It's embarrassing these days to see how much the people who want to be president are spending trying to get that job. Something's gone wrong with the democracy that we're so proud of.
The candidates are spending a fortune trying to buy our vote and most of us would rather have the cash.
In 1860, Abraham Lincoln spent $100,000 on his campaign and this may have been the beginning of the idea that the candidate who spends the most wins, because Stephen Douglas spent only $50,000 running against Lincoln and he lost big time.
In the 2004 presidential election, George W. Bush spent $367 million and the loser, John Kerry, spent $328 million. Why does anyone want to be president that bad?
There's been a steady increase in what it costs to get elected. Calvin Coolidge spent only $4 million in 1924. Then Herbert Hoover came along in 1928 and spent $6 million.
Hoover spent less than $3 million to lose four years later during the Depression. It must have been cheaper to buy votes during the Depression.

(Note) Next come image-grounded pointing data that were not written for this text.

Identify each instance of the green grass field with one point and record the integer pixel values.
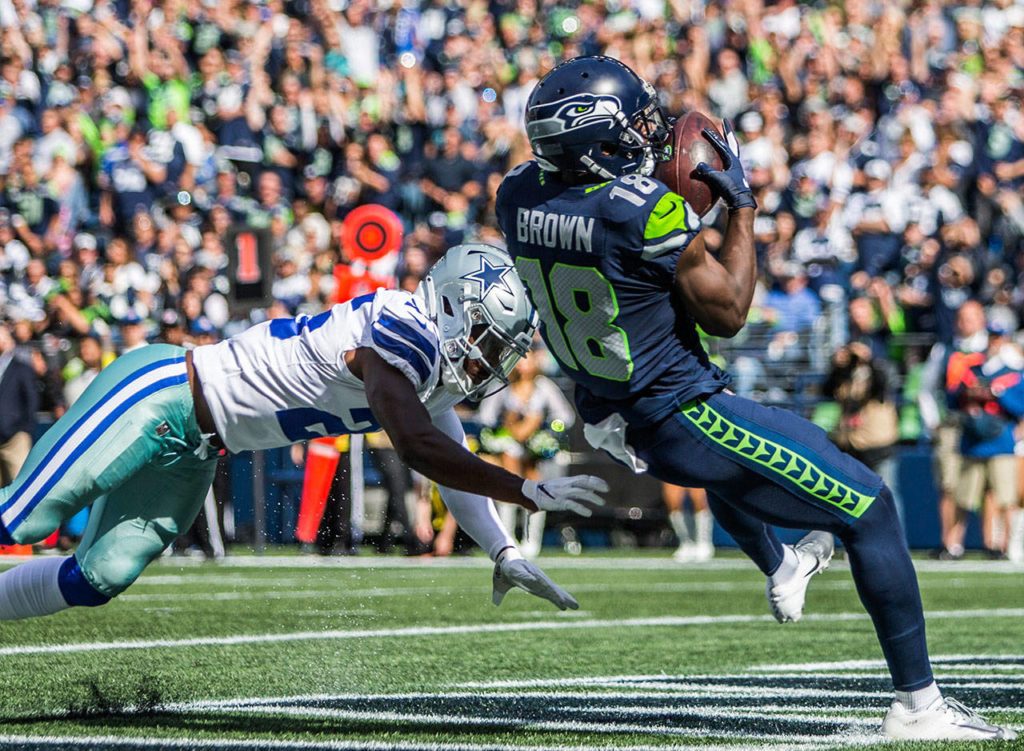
(383, 653)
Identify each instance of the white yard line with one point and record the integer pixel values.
(558, 625)
(115, 742)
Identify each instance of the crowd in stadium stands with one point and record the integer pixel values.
(885, 143)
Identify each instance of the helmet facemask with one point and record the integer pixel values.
(484, 320)
(477, 364)
(585, 135)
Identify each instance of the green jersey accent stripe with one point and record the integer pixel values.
(786, 464)
(653, 251)
(668, 216)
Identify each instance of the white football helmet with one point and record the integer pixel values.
(476, 298)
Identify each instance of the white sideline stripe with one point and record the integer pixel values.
(64, 742)
(663, 621)
(74, 440)
(420, 591)
(570, 725)
(691, 689)
(589, 562)
(807, 667)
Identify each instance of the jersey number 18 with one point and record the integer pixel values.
(589, 340)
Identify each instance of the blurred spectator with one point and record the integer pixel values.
(693, 525)
(868, 424)
(525, 426)
(18, 402)
(81, 371)
(944, 368)
(989, 399)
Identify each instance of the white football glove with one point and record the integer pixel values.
(511, 570)
(564, 494)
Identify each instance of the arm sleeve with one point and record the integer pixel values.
(474, 513)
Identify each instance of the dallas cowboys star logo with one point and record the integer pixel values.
(491, 277)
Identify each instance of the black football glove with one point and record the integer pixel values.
(729, 183)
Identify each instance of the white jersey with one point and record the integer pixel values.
(286, 380)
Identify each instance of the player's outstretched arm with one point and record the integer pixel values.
(427, 450)
(718, 291)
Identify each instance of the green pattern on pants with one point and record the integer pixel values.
(785, 464)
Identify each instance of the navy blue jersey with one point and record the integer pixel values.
(599, 262)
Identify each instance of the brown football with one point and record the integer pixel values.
(689, 148)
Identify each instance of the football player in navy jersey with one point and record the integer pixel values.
(617, 269)
(140, 446)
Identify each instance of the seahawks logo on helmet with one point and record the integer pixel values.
(573, 113)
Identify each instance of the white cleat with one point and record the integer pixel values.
(702, 551)
(944, 719)
(785, 598)
(685, 553)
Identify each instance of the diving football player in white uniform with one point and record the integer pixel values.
(140, 445)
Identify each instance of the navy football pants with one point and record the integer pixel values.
(762, 466)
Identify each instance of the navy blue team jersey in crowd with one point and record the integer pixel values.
(599, 262)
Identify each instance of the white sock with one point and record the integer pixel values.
(914, 701)
(31, 589)
(787, 569)
(704, 524)
(679, 526)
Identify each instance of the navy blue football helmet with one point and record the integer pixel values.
(594, 119)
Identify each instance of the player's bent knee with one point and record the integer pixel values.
(76, 589)
(881, 522)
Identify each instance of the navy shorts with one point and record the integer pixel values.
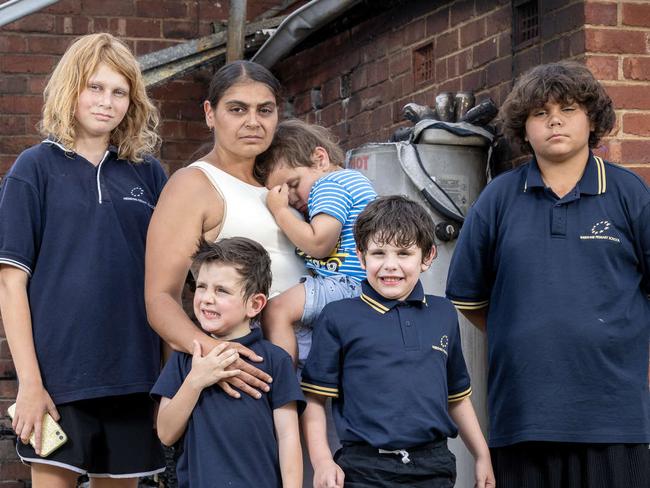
(432, 465)
(571, 465)
(109, 437)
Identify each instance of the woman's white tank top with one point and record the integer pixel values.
(246, 215)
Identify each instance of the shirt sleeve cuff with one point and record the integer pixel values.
(456, 397)
(12, 261)
(319, 390)
(469, 304)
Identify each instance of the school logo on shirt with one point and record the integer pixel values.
(444, 343)
(135, 196)
(601, 230)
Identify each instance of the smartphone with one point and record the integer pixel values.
(52, 437)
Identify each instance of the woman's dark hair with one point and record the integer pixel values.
(565, 82)
(238, 71)
(395, 220)
(248, 257)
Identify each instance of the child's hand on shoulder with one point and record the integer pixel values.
(484, 472)
(211, 368)
(278, 198)
(328, 474)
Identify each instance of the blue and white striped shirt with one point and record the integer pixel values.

Political experts say that a candidate's going to need $400 million to run a campaign in 2008.
What in the world are we doing? All we want is a smart, honest man or woman in the White House. It doesn't seem as though the candidates should have to spend $400 million lying to us about how wonderful they are because we know they aren't.
I'm already suspicious of anyone who thinks he or she is smart enough to be president. You'd have to have some ego to believe that about yourself.
It isn't usually clear why any of us votes for anyone anyway. I certainly don't always know why I vote for one candidate instead of the other. Quite often, I think a lot of us vote against some of them. There are candidates we hate. We're not really for any of them.
Maybe we should change our system. Our vote wouldn't indicate which candidate we wanted most. It would indicate which candidate we liked the least. The one who got the most votes would lose.